Ohio Farmer

Country Counsel: The outcome of the general election will go a long way toward determining the handling of these sunsets.

March 22, 2024

2 Min Read
Concept for the payment of taxes with scissors cutting paper
SUNSET CLAUSES: The Tax Cuts and Jobs Act includes built-in sunset clauses that will expire at a predetermined date, unless changed or extended by Congress and the White House. mizar_21984/Getty Images

by Ryan Conklin

Whether it is primary ads, campaign events or news coverage, by now you have undoubtedly determined that 2024 is a general election year. While there are a host of issues confronting the candidates, I am going to focus on one that is staying under the radar: taxes.

Rewind back to 2017, when a Republican Congress and President Donald Trump enacted the Tax Cuts and Jobs Act. To pass the law, several provisions included built-in sunset clauses. This means those provisions will expire at a predetermined date, unless changed or extended by Congress and the White House.

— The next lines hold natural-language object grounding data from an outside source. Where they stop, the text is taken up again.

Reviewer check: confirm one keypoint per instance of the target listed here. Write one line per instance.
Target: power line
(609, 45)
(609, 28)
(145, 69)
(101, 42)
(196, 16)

Some of the sunset-prone sections include:

  • income and corporate tax rates

  • rules for special deductions and the standard deduction

  • the estate tax exemption amount

  • depreciation

If allowed to sunset, these tax benefits will expire altogether or revert to pre-2017 tax law.

Looking back to my constitutional law class, the power to tax is vested in Congress alone. This means that a president cannot unilaterally change the Internal Revenue Code. It takes both houses of Congress and the president to approve tax changes.

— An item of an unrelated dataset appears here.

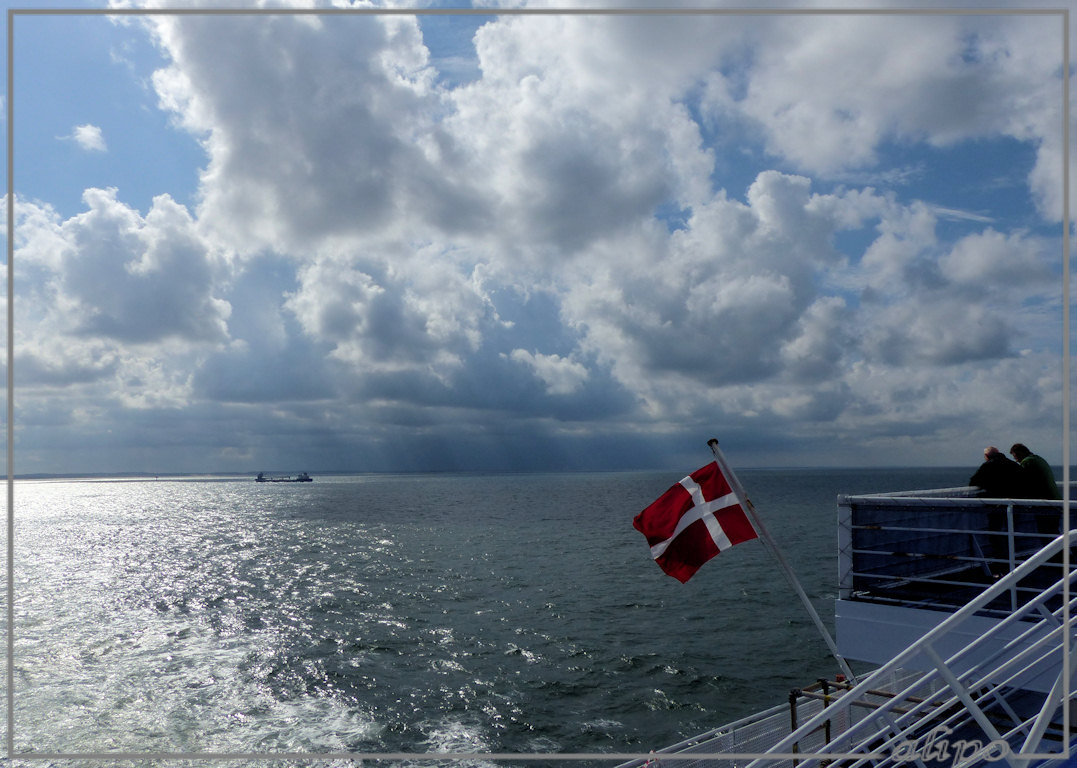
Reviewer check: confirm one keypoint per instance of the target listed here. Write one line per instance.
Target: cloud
(560, 375)
(554, 250)
(89, 138)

The outcome of the upcoming general election will go a long way toward determining the handling of these sunsets. Engaging candidates on these issues is essential to ensure smart tax policy comes out of Washington, D.C.

Specifically, when discussing tax issues, take the time to thoroughly research platforms, proposals and potential solutions. For example, if a candidate proposes the complete elimination of estate taxes, it is possible that the elimination of stepped-up tax basis may follow. This could be damaging to farms of all sizes. Promotion of specific legislation, such as the Preserving Family Farms Act of 2023, is also a worthwhile endeavor.

Furthermore, the impact of these sunsets could have widespread ramifications on your tax planning. Personal income taxes, corporate taxes and estate tax impacts are all in play. This could require advanced planning for many farms and families, more advanced than the customary year-end meetings.

With estate tax planning in particular, families that are at risk of a taxable estate need to start working with their professional team immediately. Estate planners, accountants, financial advisers and other professionals are likely to be busy leading up to the sunset.

The threat of negative tax changes coupled with a down farm economy can deliver a potent one-two punch to farm families across the country. With the breadth of issues facing candidates, be sure to keep taxes on your mind as the election cycle heats up.

Conklin is an attorney and owner of Wright & Moore Law Co. LPA.